Dahuk, à 75 kilomètres de Mossoul, est le havre des survivantes de la terreur de Daech. Une mégapole de tentes où se retrouvent les femmes enceintes. C’est ici que sont pratiqués les avortements des rejetons de terroristes. Ou alors les adoptions. Khaula en était au sixième mois. Un soir, son oncle l’a prise à part: «Par pitié, pas d’enfant de Daech.» Elle a décidé d’avorter, une femme médecin lui a donné un remède destiné à provoquer les contractions. Elle mit au monde une petite fille, mais il y eut des complications: le bébé est mort.

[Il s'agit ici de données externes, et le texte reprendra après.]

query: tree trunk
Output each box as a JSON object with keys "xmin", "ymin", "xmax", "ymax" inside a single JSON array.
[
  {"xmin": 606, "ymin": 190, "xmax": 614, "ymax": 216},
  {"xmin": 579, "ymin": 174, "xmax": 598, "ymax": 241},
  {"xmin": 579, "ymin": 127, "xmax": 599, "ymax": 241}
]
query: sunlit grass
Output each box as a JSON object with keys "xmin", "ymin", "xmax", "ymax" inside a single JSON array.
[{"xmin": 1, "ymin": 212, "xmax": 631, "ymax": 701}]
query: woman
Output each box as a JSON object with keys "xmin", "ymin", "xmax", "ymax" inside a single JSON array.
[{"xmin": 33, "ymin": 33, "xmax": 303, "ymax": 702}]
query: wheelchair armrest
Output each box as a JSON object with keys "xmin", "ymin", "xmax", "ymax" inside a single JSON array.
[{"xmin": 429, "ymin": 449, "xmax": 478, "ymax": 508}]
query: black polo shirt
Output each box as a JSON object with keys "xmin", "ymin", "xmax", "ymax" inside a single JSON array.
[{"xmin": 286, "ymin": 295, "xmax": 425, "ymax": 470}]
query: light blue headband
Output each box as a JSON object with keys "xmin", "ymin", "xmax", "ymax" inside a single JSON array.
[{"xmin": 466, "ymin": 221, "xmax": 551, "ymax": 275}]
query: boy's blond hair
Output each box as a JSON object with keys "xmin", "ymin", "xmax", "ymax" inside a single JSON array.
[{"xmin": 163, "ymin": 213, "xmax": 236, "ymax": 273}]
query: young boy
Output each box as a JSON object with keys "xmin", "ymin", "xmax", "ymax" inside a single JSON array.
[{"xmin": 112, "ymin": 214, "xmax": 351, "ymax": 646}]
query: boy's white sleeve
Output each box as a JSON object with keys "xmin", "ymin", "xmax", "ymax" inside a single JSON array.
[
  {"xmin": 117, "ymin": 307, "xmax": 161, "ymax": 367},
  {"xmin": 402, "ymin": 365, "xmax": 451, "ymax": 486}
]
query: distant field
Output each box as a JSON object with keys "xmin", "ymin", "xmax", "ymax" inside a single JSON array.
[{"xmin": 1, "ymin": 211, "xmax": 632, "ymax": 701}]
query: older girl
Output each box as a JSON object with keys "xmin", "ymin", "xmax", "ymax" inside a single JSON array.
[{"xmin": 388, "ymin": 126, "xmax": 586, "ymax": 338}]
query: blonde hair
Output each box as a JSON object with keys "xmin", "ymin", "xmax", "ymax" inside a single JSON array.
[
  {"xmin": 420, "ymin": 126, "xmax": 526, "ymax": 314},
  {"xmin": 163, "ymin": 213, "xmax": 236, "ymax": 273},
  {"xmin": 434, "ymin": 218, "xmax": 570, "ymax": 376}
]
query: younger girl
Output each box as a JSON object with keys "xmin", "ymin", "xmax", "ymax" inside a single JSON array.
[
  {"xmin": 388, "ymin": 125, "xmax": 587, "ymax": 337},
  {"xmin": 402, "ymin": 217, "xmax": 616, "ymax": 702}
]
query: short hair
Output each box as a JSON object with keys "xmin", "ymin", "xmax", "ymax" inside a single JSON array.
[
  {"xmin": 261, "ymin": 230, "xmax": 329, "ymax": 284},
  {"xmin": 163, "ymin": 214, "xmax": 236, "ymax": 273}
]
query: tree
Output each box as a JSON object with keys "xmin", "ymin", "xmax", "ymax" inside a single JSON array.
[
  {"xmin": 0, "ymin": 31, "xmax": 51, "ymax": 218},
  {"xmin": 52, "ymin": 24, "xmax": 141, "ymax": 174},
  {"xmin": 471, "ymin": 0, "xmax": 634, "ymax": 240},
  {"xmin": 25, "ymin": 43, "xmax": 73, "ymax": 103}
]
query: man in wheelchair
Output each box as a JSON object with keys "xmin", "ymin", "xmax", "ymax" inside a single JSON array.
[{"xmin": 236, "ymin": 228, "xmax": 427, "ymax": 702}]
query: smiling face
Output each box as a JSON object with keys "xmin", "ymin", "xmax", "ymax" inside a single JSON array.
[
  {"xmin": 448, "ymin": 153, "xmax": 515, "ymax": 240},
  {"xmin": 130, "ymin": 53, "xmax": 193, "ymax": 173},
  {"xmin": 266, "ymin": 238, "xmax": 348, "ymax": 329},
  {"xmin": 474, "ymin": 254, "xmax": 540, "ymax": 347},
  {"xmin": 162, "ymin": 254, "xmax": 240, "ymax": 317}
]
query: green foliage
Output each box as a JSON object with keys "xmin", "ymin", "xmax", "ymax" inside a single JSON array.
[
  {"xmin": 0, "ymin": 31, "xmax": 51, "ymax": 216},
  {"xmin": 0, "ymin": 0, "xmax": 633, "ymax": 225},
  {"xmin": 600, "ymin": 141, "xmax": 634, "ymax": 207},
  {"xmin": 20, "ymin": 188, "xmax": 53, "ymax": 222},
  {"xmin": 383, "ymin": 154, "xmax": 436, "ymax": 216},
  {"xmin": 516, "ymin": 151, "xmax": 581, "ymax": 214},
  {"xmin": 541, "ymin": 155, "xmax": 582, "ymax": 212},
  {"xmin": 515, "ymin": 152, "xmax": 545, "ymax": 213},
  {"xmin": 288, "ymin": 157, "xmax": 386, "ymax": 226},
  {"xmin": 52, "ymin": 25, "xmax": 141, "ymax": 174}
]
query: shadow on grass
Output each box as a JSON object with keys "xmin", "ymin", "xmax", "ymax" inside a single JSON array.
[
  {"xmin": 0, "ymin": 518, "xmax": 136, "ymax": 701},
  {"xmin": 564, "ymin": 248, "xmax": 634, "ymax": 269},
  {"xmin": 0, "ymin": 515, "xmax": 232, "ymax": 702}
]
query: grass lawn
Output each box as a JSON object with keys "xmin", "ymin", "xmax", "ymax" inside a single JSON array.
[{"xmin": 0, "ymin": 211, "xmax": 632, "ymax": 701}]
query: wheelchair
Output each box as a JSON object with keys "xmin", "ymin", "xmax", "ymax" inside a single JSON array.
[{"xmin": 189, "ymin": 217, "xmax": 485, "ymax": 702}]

Son cousin vint la chercher avec un linceul de plastique. Ils ensevelirent la petite prématurée au bord d’une route. «J’ai tué un enfant», se dit Khaula. Son oncle a sacrifié un mouton, elle s’est rendue à la source sacrée pour se laver puis a reçu la bénédiction de Baba Cheikh, le chef spirituel des Yézidis qui, depuis 2014, accueille par centaines des femmes déshonorées dans la communauté. Si son enfant avait survécu, il serait sans doute devenu le pupille de deux hommes qui, à Dahuk, prennent soin des bébés de Daech et de leurs mères: le Dr Nezar Ismet Taïb, qui dirige une clinique pour femmes survivantes, et le juge Mohammed Hasan, qui s’occupe de faire adopter les orphelins. Anonymement car, pour une famille yézidie, il est hors de question d’adopter l’enfant d’un musulman. Et pour l’enfant aussi, il vaut mieux ne jamais connaître la terrible vérité.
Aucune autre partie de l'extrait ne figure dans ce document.